The goal of this data science capstone project has been to acquire national weather data to learn which areas of the U.S. struggle with weather prediction and the possible reasons why. Specifically, we focused on the error in high and low temperature forecasting.
A major component of this project has been the collection and tidying of the data. This is because to our knowledge, there is no large national dataset cleanly containing weather observations alongside predicted values at various time intervals. The process has culminated in two datasets that are continuing to expand as new data is acquired. The first dataset contains the various observed and forecasted weather values while the second dataset contains city-level variables such as elevation and wind speed that will be later used to explain the errors in temperature prediction. Because of the lack of such a dataset in the academic space, the data we have produced and managed is a valuable contribution for further study to be conducted.

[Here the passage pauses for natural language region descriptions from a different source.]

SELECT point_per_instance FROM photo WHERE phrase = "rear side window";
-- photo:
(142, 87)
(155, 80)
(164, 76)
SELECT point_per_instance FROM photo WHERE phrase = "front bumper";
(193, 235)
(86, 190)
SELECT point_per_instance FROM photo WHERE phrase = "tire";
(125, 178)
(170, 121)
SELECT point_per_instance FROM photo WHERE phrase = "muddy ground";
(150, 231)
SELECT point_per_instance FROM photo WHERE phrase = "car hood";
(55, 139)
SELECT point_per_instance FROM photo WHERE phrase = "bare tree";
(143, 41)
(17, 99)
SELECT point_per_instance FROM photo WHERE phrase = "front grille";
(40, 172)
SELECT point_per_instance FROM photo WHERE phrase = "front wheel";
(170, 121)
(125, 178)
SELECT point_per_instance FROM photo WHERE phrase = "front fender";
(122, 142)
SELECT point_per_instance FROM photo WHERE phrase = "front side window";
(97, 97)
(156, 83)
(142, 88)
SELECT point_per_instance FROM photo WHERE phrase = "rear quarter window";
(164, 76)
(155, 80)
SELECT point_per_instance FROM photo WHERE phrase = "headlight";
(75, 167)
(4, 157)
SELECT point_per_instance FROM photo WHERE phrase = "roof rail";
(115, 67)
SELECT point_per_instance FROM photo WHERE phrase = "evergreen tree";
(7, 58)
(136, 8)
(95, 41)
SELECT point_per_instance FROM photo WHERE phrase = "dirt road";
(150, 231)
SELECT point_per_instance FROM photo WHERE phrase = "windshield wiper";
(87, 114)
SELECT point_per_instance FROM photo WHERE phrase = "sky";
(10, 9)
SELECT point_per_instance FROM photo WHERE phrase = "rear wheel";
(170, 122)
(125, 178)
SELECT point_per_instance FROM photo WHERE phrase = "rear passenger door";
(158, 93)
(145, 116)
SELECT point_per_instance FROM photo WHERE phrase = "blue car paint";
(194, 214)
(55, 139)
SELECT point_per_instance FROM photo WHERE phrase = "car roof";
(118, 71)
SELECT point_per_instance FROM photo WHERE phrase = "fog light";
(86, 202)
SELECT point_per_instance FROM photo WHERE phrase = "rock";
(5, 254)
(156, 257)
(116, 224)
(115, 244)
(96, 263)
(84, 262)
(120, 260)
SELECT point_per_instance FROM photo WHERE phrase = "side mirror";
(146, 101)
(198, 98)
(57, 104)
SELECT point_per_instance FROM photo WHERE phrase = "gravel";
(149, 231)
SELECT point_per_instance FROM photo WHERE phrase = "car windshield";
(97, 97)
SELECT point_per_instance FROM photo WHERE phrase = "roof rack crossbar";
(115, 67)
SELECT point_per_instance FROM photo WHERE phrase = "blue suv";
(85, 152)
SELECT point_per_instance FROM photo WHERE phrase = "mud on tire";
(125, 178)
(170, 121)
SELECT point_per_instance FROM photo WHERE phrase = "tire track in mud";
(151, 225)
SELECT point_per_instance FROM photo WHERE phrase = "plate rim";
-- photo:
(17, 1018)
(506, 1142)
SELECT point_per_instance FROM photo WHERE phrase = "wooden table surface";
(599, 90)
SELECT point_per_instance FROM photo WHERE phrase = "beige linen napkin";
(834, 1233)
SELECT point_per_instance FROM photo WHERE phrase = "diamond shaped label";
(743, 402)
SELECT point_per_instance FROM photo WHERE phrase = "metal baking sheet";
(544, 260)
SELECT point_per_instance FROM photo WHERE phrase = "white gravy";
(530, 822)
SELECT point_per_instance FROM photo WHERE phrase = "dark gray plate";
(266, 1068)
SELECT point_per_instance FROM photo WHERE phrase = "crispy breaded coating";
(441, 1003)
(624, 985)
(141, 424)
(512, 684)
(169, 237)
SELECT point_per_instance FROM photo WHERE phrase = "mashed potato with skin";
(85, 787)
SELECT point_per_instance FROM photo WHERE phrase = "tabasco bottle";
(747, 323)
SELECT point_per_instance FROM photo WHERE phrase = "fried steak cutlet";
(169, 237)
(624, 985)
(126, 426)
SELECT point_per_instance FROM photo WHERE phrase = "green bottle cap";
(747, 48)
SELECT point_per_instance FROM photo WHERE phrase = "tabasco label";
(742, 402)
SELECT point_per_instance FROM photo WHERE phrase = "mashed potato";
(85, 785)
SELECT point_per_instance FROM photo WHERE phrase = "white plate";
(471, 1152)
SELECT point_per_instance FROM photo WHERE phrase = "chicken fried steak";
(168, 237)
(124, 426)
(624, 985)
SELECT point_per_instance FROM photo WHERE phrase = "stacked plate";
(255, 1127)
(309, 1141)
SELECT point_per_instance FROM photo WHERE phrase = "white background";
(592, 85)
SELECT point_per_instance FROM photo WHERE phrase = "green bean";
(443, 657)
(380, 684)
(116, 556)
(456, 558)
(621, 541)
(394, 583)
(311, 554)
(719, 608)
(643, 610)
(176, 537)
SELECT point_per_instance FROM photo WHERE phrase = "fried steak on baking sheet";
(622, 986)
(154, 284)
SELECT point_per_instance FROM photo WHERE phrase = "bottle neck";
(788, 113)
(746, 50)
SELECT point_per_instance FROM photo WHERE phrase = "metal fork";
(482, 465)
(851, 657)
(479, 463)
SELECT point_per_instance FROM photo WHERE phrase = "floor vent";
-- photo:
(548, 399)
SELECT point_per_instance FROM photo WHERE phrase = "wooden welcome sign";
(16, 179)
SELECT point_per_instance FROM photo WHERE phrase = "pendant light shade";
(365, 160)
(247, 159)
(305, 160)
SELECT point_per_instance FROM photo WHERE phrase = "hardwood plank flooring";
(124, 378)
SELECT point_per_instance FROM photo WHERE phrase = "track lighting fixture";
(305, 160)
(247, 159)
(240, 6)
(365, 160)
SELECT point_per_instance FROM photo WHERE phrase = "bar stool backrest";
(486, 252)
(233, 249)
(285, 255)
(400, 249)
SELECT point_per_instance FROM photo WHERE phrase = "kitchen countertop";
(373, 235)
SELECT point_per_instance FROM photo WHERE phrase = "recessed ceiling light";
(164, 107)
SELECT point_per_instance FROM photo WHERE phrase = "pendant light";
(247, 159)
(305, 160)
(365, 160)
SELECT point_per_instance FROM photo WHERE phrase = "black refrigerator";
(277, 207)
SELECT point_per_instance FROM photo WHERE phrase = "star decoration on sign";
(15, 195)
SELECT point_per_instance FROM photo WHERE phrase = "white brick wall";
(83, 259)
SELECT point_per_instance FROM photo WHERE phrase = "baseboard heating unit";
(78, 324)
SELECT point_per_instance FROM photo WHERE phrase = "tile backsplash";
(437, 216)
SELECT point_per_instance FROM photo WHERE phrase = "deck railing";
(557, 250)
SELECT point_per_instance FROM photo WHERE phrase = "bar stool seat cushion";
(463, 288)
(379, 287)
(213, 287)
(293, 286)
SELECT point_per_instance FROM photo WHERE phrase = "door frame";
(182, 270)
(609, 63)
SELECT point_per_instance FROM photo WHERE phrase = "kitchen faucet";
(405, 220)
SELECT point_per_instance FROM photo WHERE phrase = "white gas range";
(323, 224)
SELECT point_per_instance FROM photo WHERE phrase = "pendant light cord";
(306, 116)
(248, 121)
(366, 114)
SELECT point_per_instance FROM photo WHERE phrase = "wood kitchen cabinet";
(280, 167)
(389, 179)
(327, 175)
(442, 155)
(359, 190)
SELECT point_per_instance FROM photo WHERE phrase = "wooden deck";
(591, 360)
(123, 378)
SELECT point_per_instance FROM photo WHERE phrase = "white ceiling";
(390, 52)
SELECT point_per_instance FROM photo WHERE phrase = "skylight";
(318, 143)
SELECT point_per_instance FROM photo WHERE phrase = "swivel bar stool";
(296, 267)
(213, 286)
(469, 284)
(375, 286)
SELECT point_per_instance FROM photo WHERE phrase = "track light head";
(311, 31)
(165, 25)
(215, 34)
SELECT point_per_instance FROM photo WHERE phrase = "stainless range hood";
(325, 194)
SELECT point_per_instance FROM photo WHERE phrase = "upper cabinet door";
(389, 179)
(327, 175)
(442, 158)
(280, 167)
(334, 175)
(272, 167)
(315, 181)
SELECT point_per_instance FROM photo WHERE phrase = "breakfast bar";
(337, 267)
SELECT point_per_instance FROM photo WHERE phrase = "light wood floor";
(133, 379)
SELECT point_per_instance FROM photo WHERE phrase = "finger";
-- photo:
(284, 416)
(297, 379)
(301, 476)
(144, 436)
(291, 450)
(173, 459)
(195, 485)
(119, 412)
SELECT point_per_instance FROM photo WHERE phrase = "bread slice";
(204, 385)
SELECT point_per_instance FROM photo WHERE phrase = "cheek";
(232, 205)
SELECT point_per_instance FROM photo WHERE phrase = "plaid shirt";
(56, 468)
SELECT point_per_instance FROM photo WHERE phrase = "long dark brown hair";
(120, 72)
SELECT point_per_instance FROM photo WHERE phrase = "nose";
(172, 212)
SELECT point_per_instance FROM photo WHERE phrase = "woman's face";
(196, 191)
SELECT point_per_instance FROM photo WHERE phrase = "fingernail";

With this cleaned data, we have started analysis into the prediction errors and are learning what factors contribute to them. We have done this using various statistical tests as well as geospatial techniques like map interpolation and kriging to explore which factors are of most impact in producing error in temperature forecast. The end goal of the project is the creation of a model that predicts when a temperature forecast is likely to have a higher margin of error.
Clayton Strauch is a graduating senior from Altamont, Illinois majoring in mathematics and data science with minors in computer science and international studies. He is currently interning with Pacific Northwest National Laboratory and is looking forward to starting his career as a data scientist after graduation. His hobbies include reading, coding, cooking, and travelling.
Lauren Schmiedeler is from Saint Louis, MO and is majoring in Data Science and Mathematics. After graduation, she will spend the summer as a Retirement Actuarial Intern at Willis Towers Watson, and next fall she will begin Maryville University's Actuarial Science Masters Program.
Harrison Lanier is a Data Science major from Dallas, TX. After graduation, he will pursue an MS in Artificial Intelligence at Saint Louis University. Harrison’s hobbies include spending time with his cats and playing basketball.
Sai Shreyas Bhavanasi is an international student from India pursuing a double major in Computer Science and Data Science. After graduating, he seeks to work as a Data Scientist. His interests include coding, baking, and traveling.
The group would like to thank their faculty sponsor Darrin Speegle for their support of this project.